E poi eccola, finalmente arrivò! La bufera arrivò. Una bella bufera! Lei fingeva tranquillità, seduta nel suo solito posto, ma aveva una gran paura. Lui scese un attimo dalla Corriera e finse di dover controllare chissà cosa ma lo fece solo per farsi dare un po' di coraggio dal freddo della neve che scendeva.
E poi di nuovo in marcia: l'Osservatorio, il Bosco, i fratelli Fiadino, la seggiovia, "meglio passare dalla strada di sotto” ragionò lui. La Madonnina. La Scuola.
Sentiva il cuore battergli fortissimo nel petto, lo sentiva muoversi, sentiva il suo rumore nelle orecchie.
Fermata "sotto la Posta" , la Corriera tirò dritto, Lei balzò in piedi e disse, quasi ad voce alta:
– Hai dimenticato la mia fermata!
– Ti prego, stai seduta. Tra poco ti riporto a casa. Guarda com'è bella la bufera!
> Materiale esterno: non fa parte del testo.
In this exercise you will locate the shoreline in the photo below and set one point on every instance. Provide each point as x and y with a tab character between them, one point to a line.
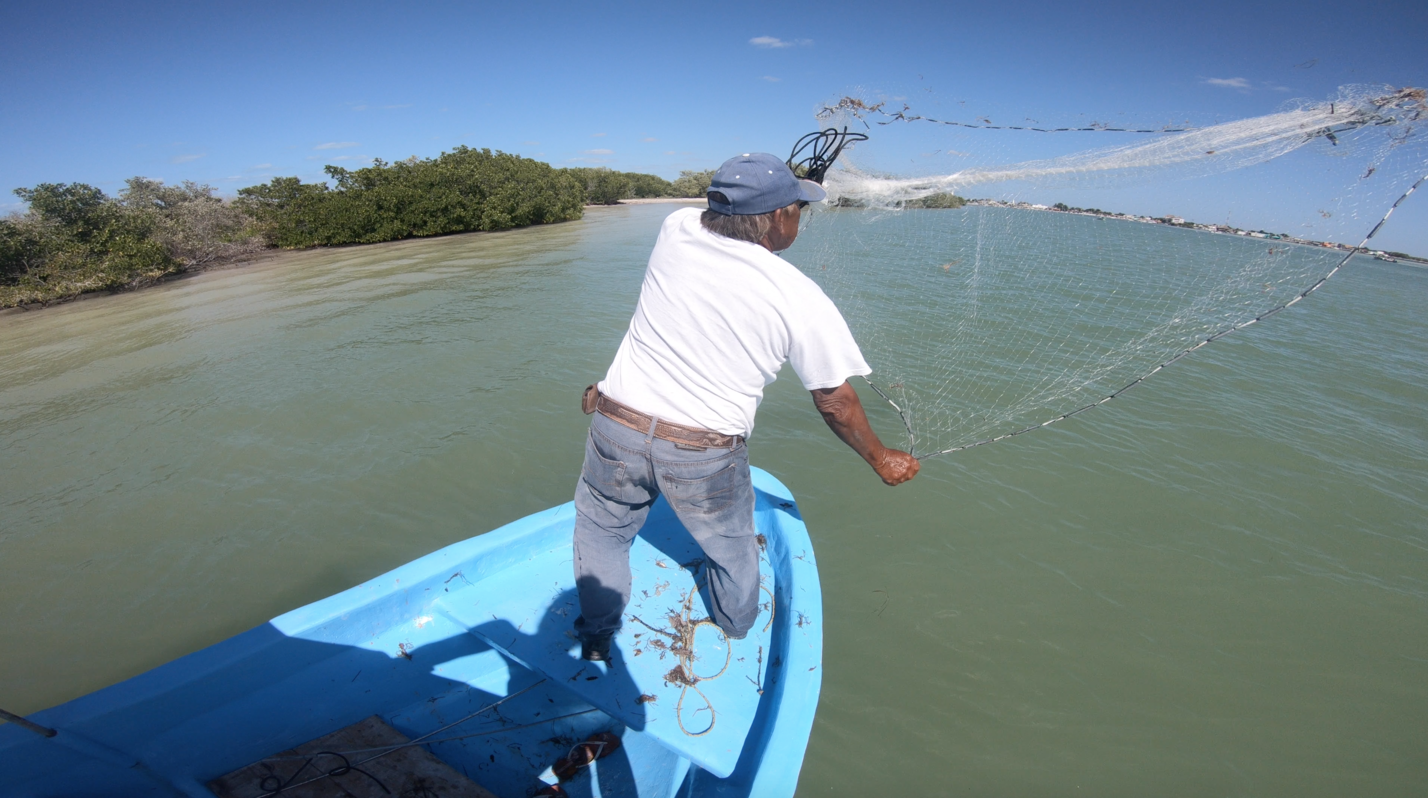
276	254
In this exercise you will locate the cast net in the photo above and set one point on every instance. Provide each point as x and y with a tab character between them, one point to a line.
1047	274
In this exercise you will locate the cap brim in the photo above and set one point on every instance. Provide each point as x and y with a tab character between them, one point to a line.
810	192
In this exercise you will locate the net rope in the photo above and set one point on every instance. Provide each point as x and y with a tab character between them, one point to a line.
988	310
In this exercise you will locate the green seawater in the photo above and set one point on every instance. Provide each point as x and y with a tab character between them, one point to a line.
1214	586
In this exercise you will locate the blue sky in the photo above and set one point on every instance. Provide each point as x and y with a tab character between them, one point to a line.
237	93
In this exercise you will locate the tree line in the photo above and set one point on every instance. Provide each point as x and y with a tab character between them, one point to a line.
74	239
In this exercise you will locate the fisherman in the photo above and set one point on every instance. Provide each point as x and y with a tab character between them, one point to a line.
718	316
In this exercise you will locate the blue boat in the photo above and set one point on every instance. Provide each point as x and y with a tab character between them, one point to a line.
463	663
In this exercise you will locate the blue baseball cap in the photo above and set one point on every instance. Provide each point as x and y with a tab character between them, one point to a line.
758	183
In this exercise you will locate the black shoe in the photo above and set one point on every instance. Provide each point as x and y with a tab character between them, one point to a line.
596	648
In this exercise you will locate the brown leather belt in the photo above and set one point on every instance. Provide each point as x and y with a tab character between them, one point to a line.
679	434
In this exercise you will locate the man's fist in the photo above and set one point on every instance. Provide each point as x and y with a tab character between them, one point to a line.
897	467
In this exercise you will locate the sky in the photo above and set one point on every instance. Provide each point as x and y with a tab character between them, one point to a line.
233	94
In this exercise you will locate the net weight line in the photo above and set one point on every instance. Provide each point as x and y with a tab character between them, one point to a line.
907	421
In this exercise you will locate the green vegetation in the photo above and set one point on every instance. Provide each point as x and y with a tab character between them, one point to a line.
607	187
457	192
74	239
693	183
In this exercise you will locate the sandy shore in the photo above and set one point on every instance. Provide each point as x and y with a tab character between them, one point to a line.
656	200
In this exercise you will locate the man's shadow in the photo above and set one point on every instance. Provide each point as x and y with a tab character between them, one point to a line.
553	651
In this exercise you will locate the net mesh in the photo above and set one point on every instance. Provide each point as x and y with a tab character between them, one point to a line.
993	299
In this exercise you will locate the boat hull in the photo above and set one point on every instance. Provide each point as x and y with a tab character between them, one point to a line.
404	647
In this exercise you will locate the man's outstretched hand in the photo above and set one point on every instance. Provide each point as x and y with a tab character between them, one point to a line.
843	411
897	467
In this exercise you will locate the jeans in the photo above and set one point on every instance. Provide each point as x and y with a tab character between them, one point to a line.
710	491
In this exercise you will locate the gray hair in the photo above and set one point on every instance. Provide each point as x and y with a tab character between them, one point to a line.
740	227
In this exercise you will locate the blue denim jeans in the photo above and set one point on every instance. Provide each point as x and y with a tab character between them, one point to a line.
710	491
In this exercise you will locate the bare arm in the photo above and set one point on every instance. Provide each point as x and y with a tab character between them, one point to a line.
843	411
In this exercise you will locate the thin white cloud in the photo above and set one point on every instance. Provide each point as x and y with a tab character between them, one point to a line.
774	43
Arrivarono dritti a Prato Gentile, senza troppi problemi. Ventisei anni alla guida della Corriera lo avevano reso esperto. Fermò la Corriera. La prese per mano e scesero nella bufera, assieme. Le fece il discorso più bello che avesse mai pronunciato in vita sua, non ricordava di conoscere tante parole diverse. Poi si rese conto che a causa del forte vento Lei non aveva potuto sentire niente. Scoppiarono a ridere, si abbracciarono e lei gridò:
– Finalmenteeeeeee!
Esattamente un anno dopo era una serena serata d'inverno, un po' di neve a terra, il cielo pieno di stelle e il termometro ancora fisso sotto lo zero.
Una schiera di amici scapoli ed amiche zitelle presero a ballare in coppia al loro matrimonio.
Michela Notario
Fonte: M. Notario, La Corriera, in AA.VV., I racconti di Capracotta, vol. II, Proforma, Isernia 2012.